12 Responses to “Eleanor Rigby”

  1. Kelley Smoot Garrett Says:

    A note from your Texas “Jewish mother” of sorts: If you’ve been on antibiotics, male sure you take probiotic capsules & eat plenty of live culture yogurt. This will help replace the good bugs in your digestive tract that are also killed-off when taking anto-biotics. In turn these probiotics will greatly strengthen your immune system and you’ll feel better faster. Take care & hope to see you when I return to Auckland in July - Danny & I owe you a good meal! You are much loved by your many friends although I know you seek a different kind of love now. I remember those mid-20s yearnings, too. Kelley

  2. Stephen Says:

    Thanks, Kelley. I always thought it strange, but every time I get sick, I have a hankering for yoghurt, so at this very moment, I have quite a stockpile :)

    Yes, philia (friendship love) versus eros (romantic love), as my father would say. Everything has its season… that is another Beatles song ;)

  3. Daniel Richards Says:

    Eris: “Bitch, slow down!”

  4. Stephen Says:

    Your attempt at humour duly noted =p

  5. Daniel Richards Says:

    :P

    Oh, I also know the feeling of having independance, but wanting someone to share it with, if only occasionally..

  6. Susan Simpkin Says:

    Hi Steve,

    Hope you are feeling better by now.

    It is good you are able to get out heaps when you are well. Most would find it envious that you can eat out every night and still keep a good weight! What sort of restaurants do you go to?

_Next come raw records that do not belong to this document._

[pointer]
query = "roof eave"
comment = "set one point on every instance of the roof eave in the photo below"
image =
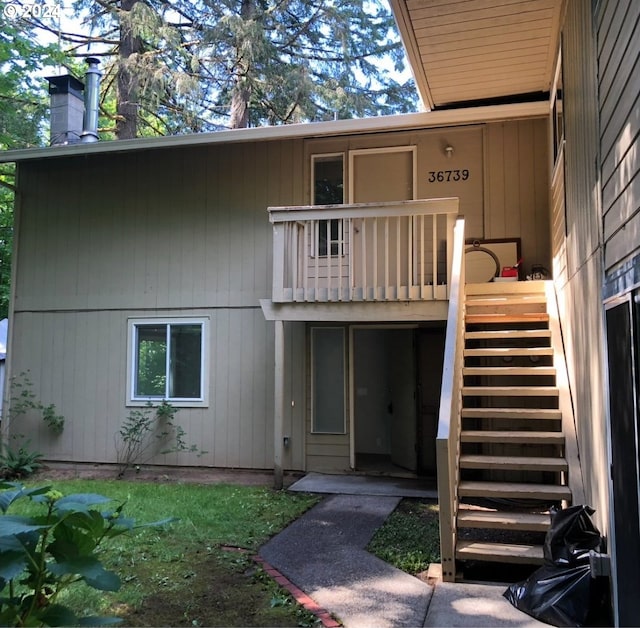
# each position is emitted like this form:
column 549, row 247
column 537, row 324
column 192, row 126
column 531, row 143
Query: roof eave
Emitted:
column 427, row 119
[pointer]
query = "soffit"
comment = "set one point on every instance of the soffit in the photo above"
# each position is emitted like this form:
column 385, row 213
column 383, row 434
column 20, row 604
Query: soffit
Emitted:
column 469, row 51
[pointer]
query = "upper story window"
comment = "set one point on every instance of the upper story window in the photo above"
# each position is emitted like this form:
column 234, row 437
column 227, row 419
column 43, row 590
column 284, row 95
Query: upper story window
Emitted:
column 167, row 361
column 327, row 172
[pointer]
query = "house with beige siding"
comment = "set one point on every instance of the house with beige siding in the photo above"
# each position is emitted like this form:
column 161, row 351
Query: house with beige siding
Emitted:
column 341, row 297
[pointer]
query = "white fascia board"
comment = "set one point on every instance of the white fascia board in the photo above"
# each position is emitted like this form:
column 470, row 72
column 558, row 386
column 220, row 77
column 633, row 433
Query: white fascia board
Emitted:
column 407, row 121
column 412, row 50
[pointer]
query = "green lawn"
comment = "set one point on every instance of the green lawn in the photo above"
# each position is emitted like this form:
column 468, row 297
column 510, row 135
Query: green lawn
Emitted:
column 410, row 537
column 183, row 573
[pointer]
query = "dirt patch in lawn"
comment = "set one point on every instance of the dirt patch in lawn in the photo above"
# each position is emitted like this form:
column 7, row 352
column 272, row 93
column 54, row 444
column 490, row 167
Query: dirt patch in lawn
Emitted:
column 223, row 589
column 216, row 594
column 162, row 474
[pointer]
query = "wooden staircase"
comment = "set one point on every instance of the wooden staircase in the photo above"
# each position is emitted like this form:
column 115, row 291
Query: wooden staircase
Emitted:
column 512, row 447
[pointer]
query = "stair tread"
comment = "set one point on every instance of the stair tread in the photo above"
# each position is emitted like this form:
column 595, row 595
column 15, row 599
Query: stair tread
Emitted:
column 506, row 288
column 509, row 370
column 506, row 351
column 472, row 488
column 513, row 391
column 537, row 317
column 507, row 333
column 534, row 463
column 514, row 436
column 538, row 522
column 511, row 413
column 499, row 552
column 505, row 299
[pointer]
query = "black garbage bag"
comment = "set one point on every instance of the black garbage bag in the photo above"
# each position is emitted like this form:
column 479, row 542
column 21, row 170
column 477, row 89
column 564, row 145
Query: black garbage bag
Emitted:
column 556, row 595
column 571, row 537
column 562, row 591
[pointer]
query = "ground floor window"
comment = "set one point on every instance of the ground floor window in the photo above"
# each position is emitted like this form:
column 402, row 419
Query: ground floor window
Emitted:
column 167, row 360
column 328, row 380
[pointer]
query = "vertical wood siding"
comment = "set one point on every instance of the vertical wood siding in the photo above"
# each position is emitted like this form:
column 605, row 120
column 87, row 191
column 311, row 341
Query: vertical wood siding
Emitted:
column 580, row 285
column 517, row 188
column 619, row 103
column 185, row 232
column 558, row 222
column 170, row 233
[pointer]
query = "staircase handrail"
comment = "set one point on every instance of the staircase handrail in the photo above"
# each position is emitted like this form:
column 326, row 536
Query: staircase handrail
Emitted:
column 449, row 421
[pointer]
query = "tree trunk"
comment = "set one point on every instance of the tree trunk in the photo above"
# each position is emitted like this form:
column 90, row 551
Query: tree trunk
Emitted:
column 241, row 93
column 127, row 121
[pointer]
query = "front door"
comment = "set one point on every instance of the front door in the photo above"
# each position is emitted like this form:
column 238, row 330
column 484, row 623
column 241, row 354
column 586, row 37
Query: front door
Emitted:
column 402, row 393
column 384, row 394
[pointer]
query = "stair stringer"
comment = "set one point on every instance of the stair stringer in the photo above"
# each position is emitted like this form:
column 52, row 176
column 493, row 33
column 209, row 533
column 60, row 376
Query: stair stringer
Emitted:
column 575, row 479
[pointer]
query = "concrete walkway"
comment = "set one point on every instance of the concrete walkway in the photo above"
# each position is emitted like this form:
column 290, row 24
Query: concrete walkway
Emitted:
column 323, row 554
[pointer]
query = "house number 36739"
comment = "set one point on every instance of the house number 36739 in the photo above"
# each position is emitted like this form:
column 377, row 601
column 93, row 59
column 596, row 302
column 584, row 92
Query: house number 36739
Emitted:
column 440, row 176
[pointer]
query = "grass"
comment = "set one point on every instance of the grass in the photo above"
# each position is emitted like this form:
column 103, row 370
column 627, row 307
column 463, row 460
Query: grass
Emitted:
column 181, row 573
column 410, row 537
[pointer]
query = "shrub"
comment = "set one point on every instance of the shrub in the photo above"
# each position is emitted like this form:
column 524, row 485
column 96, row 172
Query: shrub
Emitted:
column 18, row 462
column 148, row 431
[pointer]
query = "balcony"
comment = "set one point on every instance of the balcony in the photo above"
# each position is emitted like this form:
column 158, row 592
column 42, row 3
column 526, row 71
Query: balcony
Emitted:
column 392, row 251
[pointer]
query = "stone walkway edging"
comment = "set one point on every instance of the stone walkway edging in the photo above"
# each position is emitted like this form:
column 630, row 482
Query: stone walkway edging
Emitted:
column 298, row 594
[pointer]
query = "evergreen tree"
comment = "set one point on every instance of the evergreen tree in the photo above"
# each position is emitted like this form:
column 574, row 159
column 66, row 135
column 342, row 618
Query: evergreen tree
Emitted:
column 175, row 66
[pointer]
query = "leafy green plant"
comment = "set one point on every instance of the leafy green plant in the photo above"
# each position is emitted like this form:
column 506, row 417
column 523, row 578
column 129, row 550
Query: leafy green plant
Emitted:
column 148, row 431
column 18, row 462
column 45, row 554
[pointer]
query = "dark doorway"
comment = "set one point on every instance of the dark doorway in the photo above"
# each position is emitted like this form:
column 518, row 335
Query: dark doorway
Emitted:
column 397, row 378
column 622, row 346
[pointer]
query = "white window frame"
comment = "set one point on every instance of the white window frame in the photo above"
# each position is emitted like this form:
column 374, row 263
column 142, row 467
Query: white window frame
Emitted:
column 409, row 148
column 137, row 400
column 340, row 242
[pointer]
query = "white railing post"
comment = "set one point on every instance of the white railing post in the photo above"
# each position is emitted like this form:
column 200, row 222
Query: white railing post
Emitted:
column 278, row 261
column 302, row 272
column 449, row 421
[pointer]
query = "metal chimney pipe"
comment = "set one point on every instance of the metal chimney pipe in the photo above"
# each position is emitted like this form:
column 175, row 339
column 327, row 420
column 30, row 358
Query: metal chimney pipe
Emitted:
column 91, row 101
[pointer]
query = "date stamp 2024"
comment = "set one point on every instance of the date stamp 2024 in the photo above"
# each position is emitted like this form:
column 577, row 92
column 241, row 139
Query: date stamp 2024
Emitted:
column 27, row 10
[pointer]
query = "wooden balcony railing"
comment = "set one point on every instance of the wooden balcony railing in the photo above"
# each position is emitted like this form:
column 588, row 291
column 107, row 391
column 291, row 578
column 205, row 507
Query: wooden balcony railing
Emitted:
column 394, row 251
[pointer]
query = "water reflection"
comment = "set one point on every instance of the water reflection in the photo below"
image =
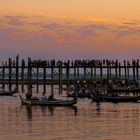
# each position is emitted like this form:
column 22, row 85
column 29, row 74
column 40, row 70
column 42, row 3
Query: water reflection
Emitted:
column 45, row 110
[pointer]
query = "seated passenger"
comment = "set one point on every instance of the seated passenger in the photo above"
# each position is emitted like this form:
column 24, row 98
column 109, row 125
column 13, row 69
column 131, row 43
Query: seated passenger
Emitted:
column 51, row 97
column 43, row 96
column 114, row 94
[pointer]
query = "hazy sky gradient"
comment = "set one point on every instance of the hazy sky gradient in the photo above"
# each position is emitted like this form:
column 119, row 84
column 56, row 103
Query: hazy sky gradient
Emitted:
column 70, row 29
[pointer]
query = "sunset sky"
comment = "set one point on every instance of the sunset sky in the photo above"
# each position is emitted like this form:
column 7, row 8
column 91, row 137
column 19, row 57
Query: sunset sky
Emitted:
column 70, row 29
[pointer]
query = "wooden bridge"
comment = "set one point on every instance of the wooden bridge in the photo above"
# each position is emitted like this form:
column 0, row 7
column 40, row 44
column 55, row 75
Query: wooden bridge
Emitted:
column 52, row 72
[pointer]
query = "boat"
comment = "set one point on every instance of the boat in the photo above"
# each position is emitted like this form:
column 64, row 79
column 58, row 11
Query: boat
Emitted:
column 38, row 101
column 109, row 98
column 7, row 93
column 85, row 93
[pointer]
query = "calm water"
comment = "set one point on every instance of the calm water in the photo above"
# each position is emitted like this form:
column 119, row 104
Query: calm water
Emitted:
column 85, row 121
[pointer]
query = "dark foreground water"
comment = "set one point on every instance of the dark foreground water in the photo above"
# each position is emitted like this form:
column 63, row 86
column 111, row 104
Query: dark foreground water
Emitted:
column 85, row 121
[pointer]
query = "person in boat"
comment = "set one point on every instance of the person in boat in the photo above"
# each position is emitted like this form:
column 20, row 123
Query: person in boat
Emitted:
column 43, row 97
column 51, row 97
column 114, row 94
column 29, row 94
column 98, row 91
column 2, row 89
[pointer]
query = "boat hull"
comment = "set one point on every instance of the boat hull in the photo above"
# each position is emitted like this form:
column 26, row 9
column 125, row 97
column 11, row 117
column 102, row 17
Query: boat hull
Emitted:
column 7, row 93
column 48, row 103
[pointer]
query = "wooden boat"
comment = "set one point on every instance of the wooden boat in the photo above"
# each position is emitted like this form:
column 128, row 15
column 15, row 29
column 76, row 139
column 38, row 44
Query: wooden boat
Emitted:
column 107, row 98
column 7, row 93
column 37, row 101
column 80, row 94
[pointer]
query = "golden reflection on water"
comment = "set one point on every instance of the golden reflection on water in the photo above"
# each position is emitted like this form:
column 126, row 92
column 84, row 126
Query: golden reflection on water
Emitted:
column 85, row 121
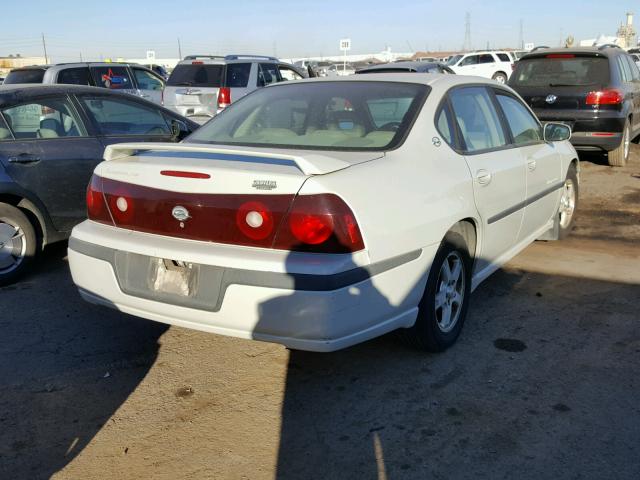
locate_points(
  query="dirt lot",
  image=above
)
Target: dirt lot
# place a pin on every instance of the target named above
(542, 384)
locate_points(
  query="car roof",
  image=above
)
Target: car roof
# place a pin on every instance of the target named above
(602, 51)
(402, 65)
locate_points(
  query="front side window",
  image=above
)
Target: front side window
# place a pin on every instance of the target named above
(477, 119)
(287, 73)
(238, 75)
(74, 76)
(267, 74)
(324, 115)
(470, 60)
(524, 127)
(113, 78)
(120, 116)
(46, 118)
(147, 80)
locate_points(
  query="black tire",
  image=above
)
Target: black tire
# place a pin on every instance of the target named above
(22, 245)
(500, 77)
(619, 156)
(565, 227)
(426, 333)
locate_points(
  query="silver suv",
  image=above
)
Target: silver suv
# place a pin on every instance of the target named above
(121, 77)
(202, 85)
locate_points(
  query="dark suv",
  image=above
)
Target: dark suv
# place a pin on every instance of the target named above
(594, 90)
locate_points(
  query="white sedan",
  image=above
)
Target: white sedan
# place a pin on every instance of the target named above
(323, 213)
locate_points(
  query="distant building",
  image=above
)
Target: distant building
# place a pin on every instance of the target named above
(16, 61)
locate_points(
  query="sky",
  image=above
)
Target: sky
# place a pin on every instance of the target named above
(91, 30)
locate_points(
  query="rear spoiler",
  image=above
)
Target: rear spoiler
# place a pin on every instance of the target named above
(312, 164)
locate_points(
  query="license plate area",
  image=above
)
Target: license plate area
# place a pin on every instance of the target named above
(173, 277)
(170, 281)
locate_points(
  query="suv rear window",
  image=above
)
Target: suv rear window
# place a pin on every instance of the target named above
(561, 70)
(32, 75)
(196, 75)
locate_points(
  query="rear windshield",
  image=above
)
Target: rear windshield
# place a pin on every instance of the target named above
(561, 71)
(25, 76)
(196, 75)
(319, 116)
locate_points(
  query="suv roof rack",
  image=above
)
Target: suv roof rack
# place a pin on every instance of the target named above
(195, 57)
(238, 57)
(608, 45)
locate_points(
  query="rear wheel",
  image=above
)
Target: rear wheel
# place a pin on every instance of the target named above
(500, 77)
(619, 156)
(443, 307)
(568, 203)
(17, 244)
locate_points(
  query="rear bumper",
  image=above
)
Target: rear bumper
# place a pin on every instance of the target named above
(342, 306)
(587, 125)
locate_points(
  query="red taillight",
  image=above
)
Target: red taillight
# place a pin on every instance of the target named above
(605, 97)
(320, 223)
(224, 97)
(96, 205)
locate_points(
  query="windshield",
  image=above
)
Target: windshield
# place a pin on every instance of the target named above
(319, 115)
(557, 70)
(196, 75)
(453, 60)
(34, 75)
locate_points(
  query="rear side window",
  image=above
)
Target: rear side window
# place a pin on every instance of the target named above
(561, 70)
(25, 76)
(113, 78)
(74, 76)
(196, 75)
(238, 75)
(524, 127)
(120, 116)
(477, 119)
(52, 117)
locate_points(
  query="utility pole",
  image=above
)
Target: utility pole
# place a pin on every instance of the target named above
(521, 43)
(467, 32)
(44, 46)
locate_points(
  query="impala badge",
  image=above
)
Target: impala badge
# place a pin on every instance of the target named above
(181, 214)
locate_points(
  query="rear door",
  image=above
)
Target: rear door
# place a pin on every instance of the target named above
(149, 86)
(51, 154)
(543, 163)
(497, 170)
(122, 119)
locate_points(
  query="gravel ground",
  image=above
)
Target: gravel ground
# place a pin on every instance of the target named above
(542, 384)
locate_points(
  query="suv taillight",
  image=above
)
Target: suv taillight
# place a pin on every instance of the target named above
(96, 205)
(224, 97)
(605, 97)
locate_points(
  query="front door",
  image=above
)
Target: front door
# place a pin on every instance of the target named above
(50, 154)
(498, 172)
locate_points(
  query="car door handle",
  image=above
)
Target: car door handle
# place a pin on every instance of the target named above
(483, 177)
(23, 158)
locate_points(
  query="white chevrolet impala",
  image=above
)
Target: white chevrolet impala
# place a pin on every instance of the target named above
(322, 213)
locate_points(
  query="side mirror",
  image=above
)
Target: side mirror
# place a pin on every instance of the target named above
(556, 132)
(179, 130)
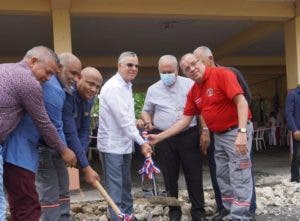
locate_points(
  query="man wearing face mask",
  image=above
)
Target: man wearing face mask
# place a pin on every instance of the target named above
(163, 107)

    By the way, probiotic capsules are far more effective than youghurt - you have to eat tonnes of the stuff to get the same number of bacteria.

  7. Peter Henning Says:

    Yo Steve!!

    I had the same day today… I think lol

    I recommend Kentunky bourbon and coke + Forbidden Kindom (2008)… and maybe a night time moonlit swim :-)

    Go well
    Peter

  8. Peter Henning Says:

    I am not a Robot LOL - classic

  9. Stephen Says:

    It’s great to hear from you, Pete :)

  10. Chris Martin Says:

    Your noggin is overdosing on dopamine–that’s the hormone that gives you those euphoric feelings of being in love, lust and helpless desire. Once you are in a relationship, dopamine is gradually replaced with oxytocin and vasopressin, which help to form a bond between two people, it’s the warm fuzzies you get from hugging and snuggling with someone you love. There, I just reduced the ephemeral concept of “love” into a simple state-based chemical reaction for your programming brain to digest :) What I’m saying is… you need lovin’ (that’s a Small Faces song :P ).

  11. Stephen Says:

    Mmm, chemicals :)

  12. Stephen Says:

    Well, I often have burger fuel, which is reasonably tasty and not too bad for me. I also like to go to Italian, Japanese, Thai, Middle-Eastern & Chinese restaurants.